В следующие несколько месяцев я узнал об этом состоянии все, что только мог. Точные причины болезни неизвестны, но ей обычно болеют родственники. Один из ее вариантов сцеплен с X-хромосомой и гораздо чаще встречается у мужчин. В некоторых семьях она проявляется у мужчин уже в 20–30 лет, в других поражает только пожилых. В одних случаях ее наследуют почти все родственники, в других – лишь немногие. Самым молодым пациентам с официально зарегистрированной НТГ, было 4–5 лет, самым старым – 70–90.
Одним словом, это сильно походило на генетическое заболевание – только не такое по молекулярной природе, как серповидноклеточная анемия или гемофилия. Нет какого-то одного гена, отвечающего за восприимчивость к этой странной болезни. Множество генов с разных хромосом определяют, как формируются желудочки мозга во время эмбрионального развития, – точно так же множество генов с разных хромосом определяют, как образуется крыло у дрозофилы. Некоторые из этих генов, как я выяснил, управляют конфигурированием протоков и сосудов желудочков (по аналогии с тем, как гены формирования паттернов определяют вид и взаиморасположение структур мушиного тела). Другие кодируют молекулярные каналы, через которые жидкость перемещается между компартментами. Третьи кодируют белки, регулирующие всасывание жидкости из мозга в кровь и другие процессы. А поскольку головной мозг и его протоки растут в ограниченном пространстве черепной коробки, гены, которые определяют размер и форму черепа, тоже косвенно влияют на пропорции системы тока жидкости.

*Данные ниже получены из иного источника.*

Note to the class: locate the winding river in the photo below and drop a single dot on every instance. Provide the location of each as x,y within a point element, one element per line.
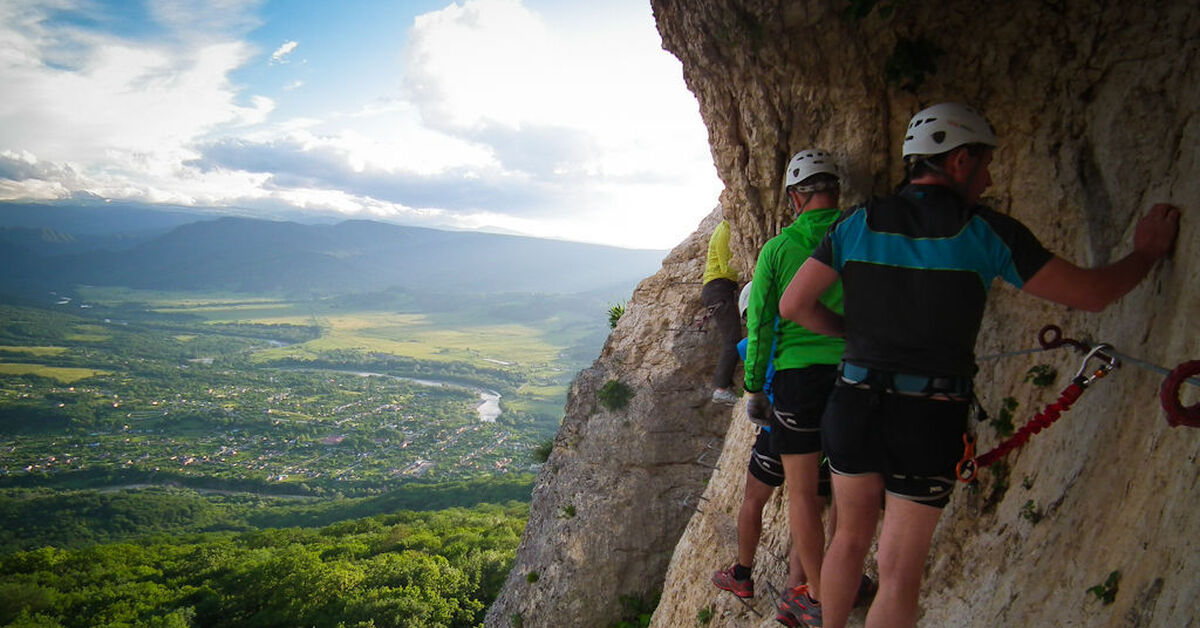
<point>489,408</point>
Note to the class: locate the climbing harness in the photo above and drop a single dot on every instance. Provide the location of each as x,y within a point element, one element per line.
<point>1050,338</point>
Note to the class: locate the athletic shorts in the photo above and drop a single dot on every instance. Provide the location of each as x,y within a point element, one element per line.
<point>765,464</point>
<point>913,442</point>
<point>801,396</point>
<point>767,468</point>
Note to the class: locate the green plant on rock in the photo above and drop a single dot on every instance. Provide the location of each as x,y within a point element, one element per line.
<point>911,61</point>
<point>1107,592</point>
<point>615,395</point>
<point>1042,375</point>
<point>1003,420</point>
<point>1031,513</point>
<point>615,312</point>
<point>541,453</point>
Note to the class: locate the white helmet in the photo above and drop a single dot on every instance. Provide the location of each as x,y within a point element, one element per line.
<point>744,299</point>
<point>808,162</point>
<point>945,127</point>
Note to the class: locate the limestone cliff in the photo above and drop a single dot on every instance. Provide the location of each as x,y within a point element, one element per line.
<point>1096,106</point>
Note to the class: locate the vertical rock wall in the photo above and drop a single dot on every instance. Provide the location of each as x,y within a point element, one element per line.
<point>621,483</point>
<point>1096,105</point>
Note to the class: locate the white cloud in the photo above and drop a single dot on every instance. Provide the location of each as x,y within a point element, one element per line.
<point>568,124</point>
<point>281,54</point>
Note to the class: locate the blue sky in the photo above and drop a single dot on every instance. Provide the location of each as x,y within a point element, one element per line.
<point>559,119</point>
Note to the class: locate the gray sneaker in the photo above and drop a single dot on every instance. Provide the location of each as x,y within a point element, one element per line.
<point>724,396</point>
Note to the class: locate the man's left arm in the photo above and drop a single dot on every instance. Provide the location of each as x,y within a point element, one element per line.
<point>1093,288</point>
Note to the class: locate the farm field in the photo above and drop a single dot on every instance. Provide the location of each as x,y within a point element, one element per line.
<point>268,395</point>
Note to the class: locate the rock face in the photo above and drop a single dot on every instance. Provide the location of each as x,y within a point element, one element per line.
<point>1096,107</point>
<point>621,483</point>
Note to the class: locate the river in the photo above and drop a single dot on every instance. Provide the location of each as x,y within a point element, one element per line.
<point>489,408</point>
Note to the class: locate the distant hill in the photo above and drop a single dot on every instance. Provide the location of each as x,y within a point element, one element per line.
<point>246,255</point>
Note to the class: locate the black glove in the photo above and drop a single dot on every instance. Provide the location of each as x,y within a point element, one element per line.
<point>759,408</point>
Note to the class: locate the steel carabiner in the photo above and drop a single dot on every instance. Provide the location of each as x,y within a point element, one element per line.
<point>1084,376</point>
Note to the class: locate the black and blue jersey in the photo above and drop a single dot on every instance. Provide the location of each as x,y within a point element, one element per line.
<point>916,269</point>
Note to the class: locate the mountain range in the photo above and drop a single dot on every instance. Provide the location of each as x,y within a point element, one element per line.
<point>54,246</point>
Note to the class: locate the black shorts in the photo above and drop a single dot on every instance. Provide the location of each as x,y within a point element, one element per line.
<point>913,442</point>
<point>767,468</point>
<point>765,464</point>
<point>801,396</point>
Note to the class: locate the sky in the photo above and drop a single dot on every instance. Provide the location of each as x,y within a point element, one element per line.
<point>550,118</point>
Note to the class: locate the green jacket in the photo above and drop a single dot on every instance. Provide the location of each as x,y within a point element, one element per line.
<point>796,347</point>
<point>718,265</point>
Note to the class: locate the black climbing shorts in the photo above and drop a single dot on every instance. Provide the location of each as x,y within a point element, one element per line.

Изменения в любом из этих генов могут повлиять на физиологию каналов и желудочков мозга, то есть на параметры тока жидкости по ним. Средовые факторы вроде старения или мозговых травм добавляют к физиологической картине новые уровни сложности. В ней нет четкого соответствия конкретного гена конкретному заболеванию. Даже если вы унаследовали полный набор генных вариантов, при котором у кого-то возникла НТГ, может потребоваться какое-то событие или обстоятельство, чтобы спровоцировать проявление недуга (у моего отца триггером, скорее всего, послужил возраст). Если же вы унаследовали частичную комбинацию таких вариантов – скажем, такую, которая определяет специфическую скорость всасывания жидкости при специфическом размере протоков мозга, – у вас может быть повышен риск развития НТГ. Эта болезнь подобна той самой дельфийской лодке: она порождается не одним геном, а взаимоотношениями разных генов друг с другом и со средой.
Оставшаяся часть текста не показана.